The examples still holds though, replacing `void` with `double` for `exp`.
> the simdabi is "n" instead of "simd", it is the
> 'ISA character' from the vector abi, to make it clear
> how it is tied to the vector abi name mangling.
>
Good choice, I like it more.
> pre-declaration of the simd symbol is not required,
> since the current simd attr (and omp pragma) works
> that way (e.g. it means simd types need not be visible
> where it is used, which may be tricky if they need
> target specific header inclusion).
>
Fair enough.
> notinbranch is a string in quotes, to avoid macro
> name collision in standard headers.
>
Fine by me.
> the same issue applies to linear, so if we add such
> argument it must not use bare 'linear' identifier, e.g.
> it could be an int list like
>
> simd("notinbranch", 2, "n", {2,3}, "vsincos")
>
I like it. Can it be an empty `{}` when no linear parameters are available?
> or we could just specify the vector abi name and
> reverse engineer the requirements from that:
>
> simd("", "_ZGVnN2vl8l8_sincos", "vsincos")
>
> (first argument is just to disambiguate from the mask form)
>
> i considered this name demangling more difficult to
> implement and error prone,
The demangling is not that difficult to implement:
https://reviews.llvm.org/D66024
But I agree that relying on it at user level is more error prone. The users of
the compiler should stay away from the ABI as much as possible.
> but it unambiguously
> specifies a single vector abi symbol for all future
> vector abi extensions.
>
Future extensions should be covered by a new ISA token, so I think we are good
with your solution.
> but there is a bigger problem with linear: currently
> the vectorizer only considers vector clones if they
> are 'const' or the vectorization of a loop was
> explicitly requested with omp simd pragma. so functions
> with pointer arguments won't be used for vectorization.
>
If the C attribute provides the same semantics of `declare simd` and its
`variant` counterpart, can we assume that the “can be invoked concurrently” and
therefore can be used to vectorize even if no #pragma omp simd is attached to
the loop?
Quoting the standard:
“The use of one or more declare simd directives immediately prior to a function
declaration or definition enables the creation of corresponding SIMD versions
of the associated function that can be used to process multiple arguments from
a single invocation in a SIMD loop concurrently.”

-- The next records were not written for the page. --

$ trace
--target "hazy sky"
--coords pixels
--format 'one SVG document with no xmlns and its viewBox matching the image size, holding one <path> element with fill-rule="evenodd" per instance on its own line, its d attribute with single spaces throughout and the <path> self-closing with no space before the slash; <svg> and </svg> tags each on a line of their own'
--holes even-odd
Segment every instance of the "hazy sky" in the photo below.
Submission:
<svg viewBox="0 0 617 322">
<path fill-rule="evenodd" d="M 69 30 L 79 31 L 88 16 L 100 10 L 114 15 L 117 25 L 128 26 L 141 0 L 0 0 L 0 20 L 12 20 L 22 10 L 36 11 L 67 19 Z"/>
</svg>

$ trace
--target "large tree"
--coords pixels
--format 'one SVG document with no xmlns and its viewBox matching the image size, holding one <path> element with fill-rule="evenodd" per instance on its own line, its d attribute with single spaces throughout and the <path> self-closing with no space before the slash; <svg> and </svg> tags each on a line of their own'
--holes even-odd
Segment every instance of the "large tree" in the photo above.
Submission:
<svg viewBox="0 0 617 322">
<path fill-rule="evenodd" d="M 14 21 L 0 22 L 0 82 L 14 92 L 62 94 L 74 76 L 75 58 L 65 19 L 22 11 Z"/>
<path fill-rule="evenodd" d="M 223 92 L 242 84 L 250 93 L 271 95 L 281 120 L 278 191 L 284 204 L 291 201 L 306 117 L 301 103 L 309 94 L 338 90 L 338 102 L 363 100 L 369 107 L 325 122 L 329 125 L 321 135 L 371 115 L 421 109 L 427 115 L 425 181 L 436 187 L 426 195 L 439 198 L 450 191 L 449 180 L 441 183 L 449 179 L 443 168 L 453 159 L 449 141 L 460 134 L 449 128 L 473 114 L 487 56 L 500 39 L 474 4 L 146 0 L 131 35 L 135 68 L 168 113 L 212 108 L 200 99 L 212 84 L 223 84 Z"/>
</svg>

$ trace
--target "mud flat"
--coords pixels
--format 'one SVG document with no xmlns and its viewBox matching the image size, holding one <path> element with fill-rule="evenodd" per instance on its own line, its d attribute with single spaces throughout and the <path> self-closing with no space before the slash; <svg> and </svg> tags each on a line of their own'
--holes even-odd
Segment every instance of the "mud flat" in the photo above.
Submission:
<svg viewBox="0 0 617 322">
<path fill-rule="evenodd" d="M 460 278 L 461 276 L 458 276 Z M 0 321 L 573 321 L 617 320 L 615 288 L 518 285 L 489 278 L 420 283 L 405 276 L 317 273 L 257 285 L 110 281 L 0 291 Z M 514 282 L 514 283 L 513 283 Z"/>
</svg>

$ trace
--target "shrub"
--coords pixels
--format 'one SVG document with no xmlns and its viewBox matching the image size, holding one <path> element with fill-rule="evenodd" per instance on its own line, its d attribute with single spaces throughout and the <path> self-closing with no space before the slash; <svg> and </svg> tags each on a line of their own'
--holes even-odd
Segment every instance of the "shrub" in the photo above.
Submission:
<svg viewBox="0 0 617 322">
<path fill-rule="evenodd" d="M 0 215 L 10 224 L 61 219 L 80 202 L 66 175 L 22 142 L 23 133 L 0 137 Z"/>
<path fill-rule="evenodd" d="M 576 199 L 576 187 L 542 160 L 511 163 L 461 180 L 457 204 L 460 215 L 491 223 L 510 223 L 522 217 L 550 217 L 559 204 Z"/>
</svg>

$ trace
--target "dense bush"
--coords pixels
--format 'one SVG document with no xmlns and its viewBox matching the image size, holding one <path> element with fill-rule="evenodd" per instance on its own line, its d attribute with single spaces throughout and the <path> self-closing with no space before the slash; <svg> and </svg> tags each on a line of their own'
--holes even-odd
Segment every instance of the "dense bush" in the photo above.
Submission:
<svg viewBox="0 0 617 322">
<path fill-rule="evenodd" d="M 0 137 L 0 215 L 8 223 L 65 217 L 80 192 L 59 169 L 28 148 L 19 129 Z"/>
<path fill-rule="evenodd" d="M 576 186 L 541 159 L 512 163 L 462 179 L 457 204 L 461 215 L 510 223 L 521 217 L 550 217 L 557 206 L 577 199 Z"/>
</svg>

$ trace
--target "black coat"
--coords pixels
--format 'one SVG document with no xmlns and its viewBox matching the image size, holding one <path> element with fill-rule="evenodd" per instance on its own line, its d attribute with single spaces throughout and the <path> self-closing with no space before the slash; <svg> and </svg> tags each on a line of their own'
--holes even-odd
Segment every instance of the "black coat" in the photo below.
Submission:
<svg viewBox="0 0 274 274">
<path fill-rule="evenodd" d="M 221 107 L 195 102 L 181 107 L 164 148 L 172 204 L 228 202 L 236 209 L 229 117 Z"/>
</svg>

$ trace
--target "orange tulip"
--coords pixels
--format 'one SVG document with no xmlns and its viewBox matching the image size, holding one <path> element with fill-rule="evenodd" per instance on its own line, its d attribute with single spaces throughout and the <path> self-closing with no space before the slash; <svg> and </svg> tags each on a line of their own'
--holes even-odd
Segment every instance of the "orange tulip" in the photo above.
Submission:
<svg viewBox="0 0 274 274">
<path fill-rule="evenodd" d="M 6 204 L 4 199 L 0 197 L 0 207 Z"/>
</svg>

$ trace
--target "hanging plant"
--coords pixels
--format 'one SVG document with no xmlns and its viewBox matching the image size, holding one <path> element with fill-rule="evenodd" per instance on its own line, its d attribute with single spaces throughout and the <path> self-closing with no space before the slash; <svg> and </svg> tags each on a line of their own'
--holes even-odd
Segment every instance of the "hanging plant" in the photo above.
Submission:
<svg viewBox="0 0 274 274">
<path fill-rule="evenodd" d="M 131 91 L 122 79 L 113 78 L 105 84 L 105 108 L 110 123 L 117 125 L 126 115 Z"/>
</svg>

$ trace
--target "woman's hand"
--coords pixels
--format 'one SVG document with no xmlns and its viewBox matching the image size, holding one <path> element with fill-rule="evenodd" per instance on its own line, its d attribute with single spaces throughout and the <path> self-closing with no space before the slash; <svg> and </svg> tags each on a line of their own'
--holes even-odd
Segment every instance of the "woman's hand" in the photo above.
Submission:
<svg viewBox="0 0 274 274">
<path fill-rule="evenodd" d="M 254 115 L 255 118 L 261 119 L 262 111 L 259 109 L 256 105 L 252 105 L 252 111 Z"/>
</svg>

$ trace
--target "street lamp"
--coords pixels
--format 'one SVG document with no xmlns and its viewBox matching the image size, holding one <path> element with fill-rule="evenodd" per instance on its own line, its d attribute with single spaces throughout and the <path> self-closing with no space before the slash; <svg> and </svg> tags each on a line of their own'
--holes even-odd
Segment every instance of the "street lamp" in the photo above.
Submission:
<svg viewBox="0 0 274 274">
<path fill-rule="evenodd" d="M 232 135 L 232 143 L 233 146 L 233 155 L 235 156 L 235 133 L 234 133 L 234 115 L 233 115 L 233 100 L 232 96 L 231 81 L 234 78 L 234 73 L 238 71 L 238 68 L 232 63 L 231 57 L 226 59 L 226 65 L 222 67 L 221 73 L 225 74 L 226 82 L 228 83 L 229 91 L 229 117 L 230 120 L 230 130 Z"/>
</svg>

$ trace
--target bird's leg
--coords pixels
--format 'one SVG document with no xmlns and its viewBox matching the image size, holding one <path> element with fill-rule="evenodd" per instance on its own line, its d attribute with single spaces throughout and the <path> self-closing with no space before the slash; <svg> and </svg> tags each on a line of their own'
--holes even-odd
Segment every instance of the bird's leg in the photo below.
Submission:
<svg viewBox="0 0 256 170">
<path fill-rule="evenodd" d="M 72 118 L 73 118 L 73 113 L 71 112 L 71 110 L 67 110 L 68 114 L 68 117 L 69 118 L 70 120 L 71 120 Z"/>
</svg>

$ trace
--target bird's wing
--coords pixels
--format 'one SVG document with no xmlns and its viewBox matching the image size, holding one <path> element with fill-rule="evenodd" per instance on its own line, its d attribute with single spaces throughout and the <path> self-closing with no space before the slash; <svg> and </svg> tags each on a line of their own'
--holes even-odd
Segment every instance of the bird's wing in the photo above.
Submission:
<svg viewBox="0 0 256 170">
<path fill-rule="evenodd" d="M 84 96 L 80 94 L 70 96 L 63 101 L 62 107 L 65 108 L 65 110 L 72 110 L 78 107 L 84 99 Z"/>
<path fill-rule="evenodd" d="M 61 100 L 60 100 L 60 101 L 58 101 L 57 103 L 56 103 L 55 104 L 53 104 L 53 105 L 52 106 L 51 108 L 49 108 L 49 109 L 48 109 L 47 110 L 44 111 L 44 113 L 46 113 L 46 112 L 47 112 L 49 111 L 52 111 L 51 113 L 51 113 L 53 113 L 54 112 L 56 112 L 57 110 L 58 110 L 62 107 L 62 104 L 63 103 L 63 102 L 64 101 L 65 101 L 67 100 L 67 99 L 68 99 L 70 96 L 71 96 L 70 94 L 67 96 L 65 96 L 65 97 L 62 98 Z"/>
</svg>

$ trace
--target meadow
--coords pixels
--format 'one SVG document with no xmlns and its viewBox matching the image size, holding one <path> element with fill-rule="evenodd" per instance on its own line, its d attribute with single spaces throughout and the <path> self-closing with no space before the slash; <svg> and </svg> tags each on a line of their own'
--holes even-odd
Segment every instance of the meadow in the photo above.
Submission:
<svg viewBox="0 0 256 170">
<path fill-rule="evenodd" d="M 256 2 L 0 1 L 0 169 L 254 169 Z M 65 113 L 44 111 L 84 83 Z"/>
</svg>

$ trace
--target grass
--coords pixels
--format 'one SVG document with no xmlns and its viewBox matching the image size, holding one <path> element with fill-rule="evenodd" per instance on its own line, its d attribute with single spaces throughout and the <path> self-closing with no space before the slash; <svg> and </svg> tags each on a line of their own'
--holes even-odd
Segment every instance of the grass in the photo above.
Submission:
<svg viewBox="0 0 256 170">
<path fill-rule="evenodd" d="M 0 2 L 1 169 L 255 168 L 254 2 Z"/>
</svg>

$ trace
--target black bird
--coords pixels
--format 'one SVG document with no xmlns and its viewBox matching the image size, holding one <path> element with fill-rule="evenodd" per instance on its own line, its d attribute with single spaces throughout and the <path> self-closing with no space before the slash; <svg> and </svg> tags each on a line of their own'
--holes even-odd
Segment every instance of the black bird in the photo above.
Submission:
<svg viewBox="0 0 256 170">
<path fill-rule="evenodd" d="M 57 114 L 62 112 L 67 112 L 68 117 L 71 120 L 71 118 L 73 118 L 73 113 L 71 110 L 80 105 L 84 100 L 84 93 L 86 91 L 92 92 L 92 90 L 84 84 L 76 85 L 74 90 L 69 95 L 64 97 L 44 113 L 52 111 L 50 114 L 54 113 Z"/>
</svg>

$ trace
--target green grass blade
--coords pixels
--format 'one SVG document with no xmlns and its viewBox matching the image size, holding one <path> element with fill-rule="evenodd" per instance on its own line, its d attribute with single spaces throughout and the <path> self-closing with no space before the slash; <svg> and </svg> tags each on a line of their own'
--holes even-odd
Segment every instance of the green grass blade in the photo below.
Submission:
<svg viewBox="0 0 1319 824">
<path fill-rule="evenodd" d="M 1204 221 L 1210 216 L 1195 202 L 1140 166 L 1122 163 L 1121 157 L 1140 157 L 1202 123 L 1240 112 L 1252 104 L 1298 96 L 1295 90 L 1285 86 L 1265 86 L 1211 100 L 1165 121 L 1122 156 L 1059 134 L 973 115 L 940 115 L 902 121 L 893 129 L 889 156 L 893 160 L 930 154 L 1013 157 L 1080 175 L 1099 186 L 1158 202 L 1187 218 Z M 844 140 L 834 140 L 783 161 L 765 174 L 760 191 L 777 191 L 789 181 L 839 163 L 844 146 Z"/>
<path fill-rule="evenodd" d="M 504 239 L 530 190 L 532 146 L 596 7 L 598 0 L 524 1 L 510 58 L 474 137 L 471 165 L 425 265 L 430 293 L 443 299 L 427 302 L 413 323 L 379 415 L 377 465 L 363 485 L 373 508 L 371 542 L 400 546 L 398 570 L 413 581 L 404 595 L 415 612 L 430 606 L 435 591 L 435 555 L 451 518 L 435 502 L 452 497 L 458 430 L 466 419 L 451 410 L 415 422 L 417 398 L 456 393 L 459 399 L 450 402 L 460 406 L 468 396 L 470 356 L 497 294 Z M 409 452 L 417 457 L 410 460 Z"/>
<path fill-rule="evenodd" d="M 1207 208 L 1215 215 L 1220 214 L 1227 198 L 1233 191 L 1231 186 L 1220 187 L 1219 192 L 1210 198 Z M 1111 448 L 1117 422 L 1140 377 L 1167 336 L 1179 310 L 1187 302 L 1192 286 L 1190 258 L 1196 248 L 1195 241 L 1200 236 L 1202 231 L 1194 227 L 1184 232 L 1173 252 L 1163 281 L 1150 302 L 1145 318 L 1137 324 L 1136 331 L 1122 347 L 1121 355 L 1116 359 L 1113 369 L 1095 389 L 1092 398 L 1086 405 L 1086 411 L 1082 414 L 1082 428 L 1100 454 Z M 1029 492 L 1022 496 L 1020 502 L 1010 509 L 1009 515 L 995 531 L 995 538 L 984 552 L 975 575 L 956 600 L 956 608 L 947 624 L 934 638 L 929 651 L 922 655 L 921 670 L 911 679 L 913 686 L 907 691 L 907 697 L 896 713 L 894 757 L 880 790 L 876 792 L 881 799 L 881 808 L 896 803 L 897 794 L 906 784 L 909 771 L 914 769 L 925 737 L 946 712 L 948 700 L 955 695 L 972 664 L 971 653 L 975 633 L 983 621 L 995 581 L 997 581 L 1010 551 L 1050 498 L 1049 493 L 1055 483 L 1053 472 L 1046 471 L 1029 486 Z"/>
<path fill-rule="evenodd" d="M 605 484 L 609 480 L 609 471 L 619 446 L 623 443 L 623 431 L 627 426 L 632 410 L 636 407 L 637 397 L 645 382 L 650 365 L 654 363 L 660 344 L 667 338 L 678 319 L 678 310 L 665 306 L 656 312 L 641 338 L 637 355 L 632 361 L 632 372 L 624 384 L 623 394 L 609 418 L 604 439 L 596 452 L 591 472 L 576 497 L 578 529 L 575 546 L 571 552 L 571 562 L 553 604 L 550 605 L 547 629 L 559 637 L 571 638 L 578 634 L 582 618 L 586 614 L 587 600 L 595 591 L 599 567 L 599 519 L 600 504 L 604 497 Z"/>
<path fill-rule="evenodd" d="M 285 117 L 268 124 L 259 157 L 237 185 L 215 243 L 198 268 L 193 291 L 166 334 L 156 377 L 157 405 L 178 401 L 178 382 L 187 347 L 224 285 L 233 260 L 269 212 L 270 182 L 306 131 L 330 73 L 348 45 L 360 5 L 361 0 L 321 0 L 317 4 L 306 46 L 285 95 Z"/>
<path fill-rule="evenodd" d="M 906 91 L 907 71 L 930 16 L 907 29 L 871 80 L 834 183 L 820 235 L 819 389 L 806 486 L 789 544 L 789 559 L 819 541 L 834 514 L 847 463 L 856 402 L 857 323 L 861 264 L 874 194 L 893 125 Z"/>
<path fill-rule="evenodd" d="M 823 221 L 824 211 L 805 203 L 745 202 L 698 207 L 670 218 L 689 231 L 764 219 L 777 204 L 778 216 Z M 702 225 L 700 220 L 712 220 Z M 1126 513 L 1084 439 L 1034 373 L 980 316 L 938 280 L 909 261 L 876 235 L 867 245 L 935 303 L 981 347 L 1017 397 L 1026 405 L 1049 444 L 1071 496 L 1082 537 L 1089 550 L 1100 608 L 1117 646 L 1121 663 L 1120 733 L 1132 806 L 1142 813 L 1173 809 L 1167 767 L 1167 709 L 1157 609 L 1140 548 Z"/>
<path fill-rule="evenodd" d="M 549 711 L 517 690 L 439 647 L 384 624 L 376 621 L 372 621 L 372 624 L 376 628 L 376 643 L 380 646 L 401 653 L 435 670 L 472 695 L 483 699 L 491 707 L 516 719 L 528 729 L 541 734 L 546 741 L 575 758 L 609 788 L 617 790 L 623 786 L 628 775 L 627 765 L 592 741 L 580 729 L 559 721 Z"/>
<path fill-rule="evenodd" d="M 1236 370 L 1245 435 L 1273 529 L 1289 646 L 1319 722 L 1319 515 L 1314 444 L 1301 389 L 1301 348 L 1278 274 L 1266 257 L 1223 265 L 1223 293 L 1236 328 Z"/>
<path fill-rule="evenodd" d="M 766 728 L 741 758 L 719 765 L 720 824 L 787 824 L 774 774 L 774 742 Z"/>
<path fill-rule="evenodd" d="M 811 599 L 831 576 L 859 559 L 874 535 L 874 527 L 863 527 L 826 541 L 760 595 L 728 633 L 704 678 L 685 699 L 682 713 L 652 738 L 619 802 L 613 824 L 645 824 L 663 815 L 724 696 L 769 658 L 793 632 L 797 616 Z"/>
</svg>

Isn’t that enough for saying that the function can be used for vectorizing a
loop if the function being vectorizable is the only question that is left to be
sorted when all other conditions for vectorizing vectorizing a loop are met?
> is that different in clang? or expected to change somehow?
Upstream clang doesn’t do linear vectorization yet. We have it in arm compiler
for linux (https://godbolt.org/z/DEwEcT).